As we approach the end of the liturgical year, the Church invites us to reflect on the last things. We are encouraged to think about our own death and judgment, which are inevitable and may come unexpectedly. We are asked to meditate on the end of the world, which is also inevitable, and no one knows when it will arrive.

Therefore, we must be prepared. We must live in such as way as to be ready to go at a moment's notice whenever our Lord comes for us, whether that be our own death or the end times. This means constant prayer, reception of the sacraments, especially confession and the Eucharist, and a longing for God's will, no matter what it may be.

This acclamation also invites us to face the future with confidence. We are to stand up and raise our heads. We are to look forward with eagerness to the coming of our Lord, for He brings our redemption with Him. This is a very good thing, and we should be longing for our Lord to come, watching and waiting with attention and joy and love.

Saturday, November 5, 2022

Gospel Acclamation: Thirty-Second Sunday in Ordinary Time

Jesus Christ is the firstborn of the dead; to Him be glory and power, forever and ever.

Today's Gospel Acclamation is prime example of praise. Jesus is the firstborn of the dead. He is risen from the dead. He lives and will always live. And He will bring us to eternal life and resurrection with Him.

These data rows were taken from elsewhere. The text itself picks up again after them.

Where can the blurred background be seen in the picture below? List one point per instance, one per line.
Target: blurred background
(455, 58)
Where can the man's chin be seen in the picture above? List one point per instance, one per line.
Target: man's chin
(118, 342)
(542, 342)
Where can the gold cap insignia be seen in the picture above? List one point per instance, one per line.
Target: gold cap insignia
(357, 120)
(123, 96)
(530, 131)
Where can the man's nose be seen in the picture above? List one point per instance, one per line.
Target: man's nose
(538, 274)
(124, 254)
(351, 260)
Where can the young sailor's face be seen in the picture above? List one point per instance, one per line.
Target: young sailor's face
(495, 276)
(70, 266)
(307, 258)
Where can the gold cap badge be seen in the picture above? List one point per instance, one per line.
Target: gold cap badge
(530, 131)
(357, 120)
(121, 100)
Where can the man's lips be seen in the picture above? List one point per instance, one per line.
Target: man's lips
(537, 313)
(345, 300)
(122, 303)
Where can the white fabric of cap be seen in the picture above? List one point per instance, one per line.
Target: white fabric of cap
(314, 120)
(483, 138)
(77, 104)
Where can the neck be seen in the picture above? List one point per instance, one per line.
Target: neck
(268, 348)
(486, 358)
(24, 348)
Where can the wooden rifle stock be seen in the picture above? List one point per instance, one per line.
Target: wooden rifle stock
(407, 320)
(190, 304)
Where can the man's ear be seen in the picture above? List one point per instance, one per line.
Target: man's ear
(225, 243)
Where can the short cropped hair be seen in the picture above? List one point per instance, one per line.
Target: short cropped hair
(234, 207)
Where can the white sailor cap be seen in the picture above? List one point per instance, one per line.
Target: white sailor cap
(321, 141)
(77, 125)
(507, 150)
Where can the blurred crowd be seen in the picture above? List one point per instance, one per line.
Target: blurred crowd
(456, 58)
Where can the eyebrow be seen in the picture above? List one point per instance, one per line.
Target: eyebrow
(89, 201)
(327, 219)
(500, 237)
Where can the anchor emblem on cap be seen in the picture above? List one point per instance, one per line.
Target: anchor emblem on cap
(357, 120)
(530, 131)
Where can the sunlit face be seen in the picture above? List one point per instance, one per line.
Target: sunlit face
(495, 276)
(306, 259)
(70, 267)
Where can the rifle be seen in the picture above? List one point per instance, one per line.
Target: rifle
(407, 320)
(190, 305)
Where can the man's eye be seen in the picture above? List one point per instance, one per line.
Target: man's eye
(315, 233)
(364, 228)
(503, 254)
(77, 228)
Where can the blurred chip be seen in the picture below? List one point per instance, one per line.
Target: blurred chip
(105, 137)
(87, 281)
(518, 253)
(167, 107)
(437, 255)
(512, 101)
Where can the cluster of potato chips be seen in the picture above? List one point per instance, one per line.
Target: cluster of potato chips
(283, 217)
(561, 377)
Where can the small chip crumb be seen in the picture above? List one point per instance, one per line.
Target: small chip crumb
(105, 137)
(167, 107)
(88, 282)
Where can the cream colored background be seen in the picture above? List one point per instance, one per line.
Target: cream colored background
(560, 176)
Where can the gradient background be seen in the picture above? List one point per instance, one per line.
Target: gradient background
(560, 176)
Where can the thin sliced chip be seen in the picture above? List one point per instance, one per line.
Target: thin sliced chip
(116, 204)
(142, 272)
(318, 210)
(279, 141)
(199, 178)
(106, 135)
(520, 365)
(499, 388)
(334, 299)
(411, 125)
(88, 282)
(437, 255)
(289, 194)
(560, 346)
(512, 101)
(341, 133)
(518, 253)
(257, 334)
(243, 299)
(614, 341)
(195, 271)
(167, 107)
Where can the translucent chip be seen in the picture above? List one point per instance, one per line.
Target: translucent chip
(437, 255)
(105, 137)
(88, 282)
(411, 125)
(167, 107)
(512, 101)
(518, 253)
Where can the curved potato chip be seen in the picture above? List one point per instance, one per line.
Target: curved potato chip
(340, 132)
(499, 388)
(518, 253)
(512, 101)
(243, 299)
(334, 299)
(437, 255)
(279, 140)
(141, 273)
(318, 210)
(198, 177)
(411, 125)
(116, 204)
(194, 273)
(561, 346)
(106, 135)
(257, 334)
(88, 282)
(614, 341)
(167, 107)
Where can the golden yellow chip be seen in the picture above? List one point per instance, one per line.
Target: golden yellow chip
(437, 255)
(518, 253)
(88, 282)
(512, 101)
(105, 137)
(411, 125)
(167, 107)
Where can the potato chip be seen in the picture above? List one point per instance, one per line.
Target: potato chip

What does it mean to give Jesus glory and power? He has those already. We cannot add anything to them. Yet we can and must recognize and admit Jesus' glory and power. We must acknowledge His divinity and open ourselves to His work in our minds, hearts, and lives. We must embrace Him in His glory and power. We must tell others of that glory and power in our words and in our lives.

How often do our prayers turn to praise? Are we too busy asking God for what we want? As important as petitions are, we should always strive to begin and end our prayers with praise and expressions of love for God, Who has surrounded us with His love. Today's acclamation can provide an example and a starting point for our own praise as we turn our minds to how wonderful our God really is.